IN the June 16 edition of The National Lesley Riddoch wrote compellingly about the housing crisis in Highland Scotland (Do SNP or Greens have will to tackle Highland housing crisis?) A right to housing of a standard required to live with dignity, health and security is a fundamental human right and should be enshrined in a Scottish Constitution, along with a right to food, energy, water, work, education, health and other similar fundamental rights.

Unless the housing shortages in parts of Scotland are addressed these areas will suffer depopulation and economic decline. In meeting this vital social need, pension funds could have an important role to play in providing a share of the investment necessary to build the supply of social housing that our people need.

Everyone needs a place to live, so pension fund investment in social housing provision is a long-term, stable source of income, derived from the rents paid by social housing tenants.
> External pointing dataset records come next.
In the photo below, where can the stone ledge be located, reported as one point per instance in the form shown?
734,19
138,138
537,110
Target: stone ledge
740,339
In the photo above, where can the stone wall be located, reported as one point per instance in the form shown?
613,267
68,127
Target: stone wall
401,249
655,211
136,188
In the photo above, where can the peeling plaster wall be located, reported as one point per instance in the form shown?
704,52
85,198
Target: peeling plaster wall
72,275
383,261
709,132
The need for housing does not fluctuate with the economic cycle, and so investment in housing carries a low risk matched by a stable revenue stream over a long time period. It is normal for pension funds to include stable and predictable assets in their investment portfolios, and social housing has the advantage of being a cash flow-rich asset and should be treated as such, rather than as a tradable financial asset.
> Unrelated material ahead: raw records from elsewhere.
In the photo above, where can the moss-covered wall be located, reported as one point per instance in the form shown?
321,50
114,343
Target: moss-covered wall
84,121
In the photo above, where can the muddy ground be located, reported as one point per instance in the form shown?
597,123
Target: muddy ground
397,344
READ MORE: Lesley Riddoch: Do SNP or Greens have will to tackle Highland housing crisis?

Local authority pension funds receive their income from pension contributions out of local council tax and central government grants. All of this is public money. Together, the 11 Local Government Pension Scheme (LGPS) funds received £1.45 billion in pension contributions in 2019/20. They control assets with a total value of £45.5bn.

The LGPS has both the firepower and the public responsibility to support the building of the social housing stock we need in Scotland. In saying this, we are not advocating that pension funds should become developers or landlords themselves, but that they commit to providing investment to local authorities or housing associations to enable these providers of housing to build the stock of social housing that communities need. In return, pension funds benefit from the revenue streams derived from social housing rents.

In an independent Scotland, local authorities should be given powers to borrow themselves by issuing local authority or municipal bonds, which would be a low-risk asset suitable for pension funds to buy, thereby providing the funding for local authority spending, including spending on social housing. In this scenario, pension funds derive investment income from interest payments made on the bonds, with the local authority income to pay the interest being derived from rents.

But here is the rub: social housing rents and other day-to-day spending by households which accrue as investment income to pension funds constitute a flow of wealth from those who do not have the benefit of a pension fund to those who do. This is one of the factors reinforcing other underlying causes of social inequality. It is also a compelling reason for Scotland to have a single national pension fund in which all citizens are members. If all citizens benefit from a single national fund, then all the pension contributions into the fund and all the investment income, from whatever source, benefits all. When households spend, they will also be contributing something to their own future pensions.

A single national pension fund is for the future. Meanwhile, our local authority pension funds have the capacity to support the expansion of Scotland’s social housing stock. It is our locally elected councillors who sit on the pension committees of the 11 LGPS funds. It seems unlikely that the financial professionals working in LGPS fund management or as advisers to the funds will take the view that investing in social housing sits well within current investment mandates. However, investment mandates are ultimately set by pension committees. What we need our elected representatives to do is redefine the mandates they set.

Elected councillors on pension committees need to be asking their advisers, “how can our pension fund help provide the investment needed to support our productive economy, and to provide the infrastructure and housing we need in order to make the transition to a zero-carbon economy in the shortest time possible, whilst also fulfilling our duty to the beneficiaries of the fund?” The answers to this question are what will define the investment mandates which direct how pension funds invest in the future.

LGPS fund investment mandates can be changed now. This doesn’t have to wait until independence, and if mandates are changed now, so that pension funds provide investment in our economy, infrastructure and housing, Scotland will reach the start of our post-independence journey from a much stronger position.